Tuesday, August 3rd, 2010

AVENGED SEVENFOLD
Nightmare (Warner Bros.)

After the devastating news that drummer, Jimmy “The Rev” Sullivan passed away a couple days after Christmas last year, AVENGED SEVENFOLD released their fifth full-length album Nightmare (Warner Bros) in honor of their best friend/bandmate. For the past few weeks, thousands of fans have been uploading video commentaries on YouTube on their thoughts of the album just raving about how proud Jimmy would have been. Other blog sites merely giving the album and average score, and LA TIMES writers vaguely, and unjustly providing a negative point of the album and totally missing the point. So what else is there to say? Honestly, for a fan from the days of blasting Sounding the Seventh Trumpet and seeing them at Chain Reaction, what can you expect A7X to create after being in the game over ten years, especially, seven months after a key element dies?
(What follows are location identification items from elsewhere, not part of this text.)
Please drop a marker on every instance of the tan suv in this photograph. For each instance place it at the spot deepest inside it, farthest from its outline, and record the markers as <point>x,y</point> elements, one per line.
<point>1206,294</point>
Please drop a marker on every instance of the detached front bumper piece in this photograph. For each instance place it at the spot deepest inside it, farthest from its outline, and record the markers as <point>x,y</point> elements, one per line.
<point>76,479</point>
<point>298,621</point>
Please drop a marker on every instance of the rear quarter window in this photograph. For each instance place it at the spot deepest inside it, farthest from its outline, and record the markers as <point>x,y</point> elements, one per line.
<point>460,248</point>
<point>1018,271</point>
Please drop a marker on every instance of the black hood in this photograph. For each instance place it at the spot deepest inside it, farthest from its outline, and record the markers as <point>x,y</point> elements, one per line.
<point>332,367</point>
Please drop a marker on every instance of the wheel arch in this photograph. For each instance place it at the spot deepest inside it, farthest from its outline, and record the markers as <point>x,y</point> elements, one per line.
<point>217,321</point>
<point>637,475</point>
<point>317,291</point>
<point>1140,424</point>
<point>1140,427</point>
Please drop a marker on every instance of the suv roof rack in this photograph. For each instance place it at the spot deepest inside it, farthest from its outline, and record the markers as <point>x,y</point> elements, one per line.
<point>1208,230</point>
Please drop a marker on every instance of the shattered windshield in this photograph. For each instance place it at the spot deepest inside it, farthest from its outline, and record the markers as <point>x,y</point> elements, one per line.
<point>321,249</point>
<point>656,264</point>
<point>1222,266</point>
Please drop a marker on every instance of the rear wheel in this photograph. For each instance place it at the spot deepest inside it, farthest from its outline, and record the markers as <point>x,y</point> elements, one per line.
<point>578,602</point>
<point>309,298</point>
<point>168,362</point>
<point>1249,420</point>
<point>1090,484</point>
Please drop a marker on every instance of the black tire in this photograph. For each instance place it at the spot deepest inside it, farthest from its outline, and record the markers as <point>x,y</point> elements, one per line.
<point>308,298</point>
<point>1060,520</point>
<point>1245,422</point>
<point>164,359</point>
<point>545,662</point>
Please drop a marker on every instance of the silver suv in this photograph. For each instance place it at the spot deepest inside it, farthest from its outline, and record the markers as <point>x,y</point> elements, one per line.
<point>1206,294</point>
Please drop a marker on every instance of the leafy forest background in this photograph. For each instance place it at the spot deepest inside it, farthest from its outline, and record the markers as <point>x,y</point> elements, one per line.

If you had roughly 70 minutes to say goodbye to your best friend since the second grade before he died, lyrically, I would say it just like Nightmare was written. And, if legendary Mike Portnoy justifies The Rev’s void, the only criticism to have is that the creation of aggressive rhythms only has the band relying on safe melodic cliches,that might just make it their best, hardest mature album to date.

A vivid illustration builds up in the first track “Nightmare”. With lacerated guitar riffs to the ascending lyrics of “hate to twist your mind, but God ain’t on your side”, the songs instrumental break that leads into an expansive solo, for a first single seemed to disappoint- however, it’s overall catchiness it’s a good mood setter for the album. The low-D string in “Welcome to the Family” is a reminder of how amazing (Johnny) Christ’s double bass segues perfectly into those shredding solos. We all have happiness inside, we all have answers to find” chorus just adds to the emotions manipulated by Shadows delivery. “Danger Line” starts off with truculent drums which weave into a melody overworking percussion and uncompromising, equable, rhythmic guitar and bass that writhe their way of its starting point. The verse, yet minimal and a tad but unimaginable, does not show any emotion until the bridge, “I never meant to leave this world alone, I never meant to hurt the ones who cared.  And all this time I thought we’d just grow old — you know, no one said it’s fair”, poignantly sets a tribute to Sullivan.